SONHOS URBANOS PARA OS PRÓXIMOS 150 ANOS


“O domínio se concretiza por meio do discurso, mas o problema permanece, pois como adverte Marco Polo, “jamais se deve confundir uma cidade com o discurso que a descreve”. Adriano Schwarts, ao comentar o livro “As Cidades Invisíveis” de Italo Calvino”.

 

Que todas as manhãs se façam únicas em um sonho maior para todos aqueles que dormem, sob o manto negro das terras altas da cidade de Botucatu.

Que os pores de sol se façam cálidos, sob o prenúncio das horas mornas que precedem o jantar; mesmo para aqueles inertes botucatuenses descarnados, que não jantam, perdidos em suas casas revestidas de tábuas e papelão.

Que todos possam respirar aliviados, como funcionários públicos como operários, ou mesmo ventilados tenistas; quando o primeiro vento da noite entra sem avisar pela Cardoso de Almeida e arrepia nos transeuntes, suas penugens mais íntimas.

Que todos possam limpar a lágrima furtiva, que escapa às vezes; no silêncio doloroso, da capela interna da Catedral monástica, em suas horas de angústia, entre uma prece e um soluço.

Que todos possam sorrir de júbilo em seus agasalhos, ainda que meio acanhados, entre os outros; ao final de uma sinfonia, quando as luzes ainda estão baixas e o maestro sinaliza o acorde final, e voam os sons sobre as cadeiras do Teatro Municipal.

Que todos possam flanar a esmo, à pé ou de bicicleta, junto aos caminhos tortuosos das praças centrais do Pathernon. Principalmente quando o dia ainda reluta em se mostrar, e a inocência ainda caminha entre os citadinos.

Que todos possam, sob as árvores do Bosque, na madrugada baixa, iluminado por suas lâmpadas semi estroboscópicas; num dia de semana qualquer, sentir a rua Amando de Barros solitária resignar-se de seu passado; suspirando saudades das casas que já tombaram, e passo a passo, ir descendo ao âmago de um sentimento dolorido, que se afoga nas águas do rio Lavapés.

Que todos possam, Segunda após Segunda, por meses; e se corajosos, por anos, acompanhar as proposições, menos ou mais honrosas da Câmara Municipal, em defesas mais ou menos brilhantes, feitas por Vereadores, mais ou menos lembrados; observando o povo que passa e não olha, dentro dos ônibus que rareiam à medida que a Sessão alcança a Ordem do Dia.

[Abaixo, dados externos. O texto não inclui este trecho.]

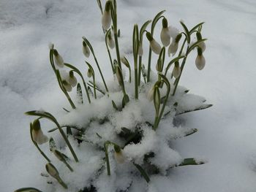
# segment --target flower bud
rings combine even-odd
[[[114,145],[114,150],[115,150],[115,158],[116,161],[119,164],[123,164],[125,161],[125,158],[123,155],[122,150],[120,148],[119,146]]]
[[[34,120],[32,124],[32,139],[38,145],[42,145],[48,141],[48,137],[44,135],[40,126],[40,122],[38,119]]]
[[[139,47],[138,49],[138,55],[139,55],[140,56],[142,56],[143,55],[143,49],[142,43],[140,43],[139,45]]]
[[[178,78],[181,74],[181,68],[178,61],[175,62],[175,66],[173,69],[173,75],[175,78]]]
[[[53,55],[54,55],[54,63],[59,67],[64,67],[64,61],[61,55],[59,54],[56,50],[53,50]]]
[[[108,45],[111,49],[115,47],[115,42],[112,38],[111,33],[109,33],[108,35]]]
[[[73,88],[75,87],[78,83],[77,78],[75,77],[73,71],[69,72],[69,78],[68,80],[68,82]]]
[[[105,31],[107,31],[111,25],[110,6],[111,1],[108,1],[105,6],[105,10],[102,18],[102,27]]]
[[[167,27],[167,21],[165,18],[162,19],[162,28],[160,34],[161,42],[165,47],[167,47],[170,44],[170,33]]]
[[[72,86],[67,80],[63,80],[62,85],[65,88],[67,91],[70,92],[72,91]]]
[[[154,91],[154,86],[151,87],[147,93],[147,99],[148,99],[149,101],[153,101]]]
[[[87,77],[91,78],[92,77],[92,72],[90,68],[88,69],[87,71]]]
[[[202,70],[206,65],[206,58],[203,55],[203,50],[200,47],[197,48],[197,56],[195,59],[195,66],[198,70]]]
[[[89,58],[90,56],[90,50],[88,47],[86,43],[83,41],[83,53],[86,58]]]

Que todos possam, enfim, entre um projeto político e outro, ter esperança ao vislumbrar, de dentro de uma sala escura, das muitas janelas de vidro opaco da Prefeitura Municipal que dão para o mundo das Avenidas Santana e Dom Lúcio; as luzes acessas das salas de aula da Escola Normal, onde sombras dos que lá estudam trazem lembranças dos que lá estudaram, evocando sonhos urbanos para os próximos 150 anos.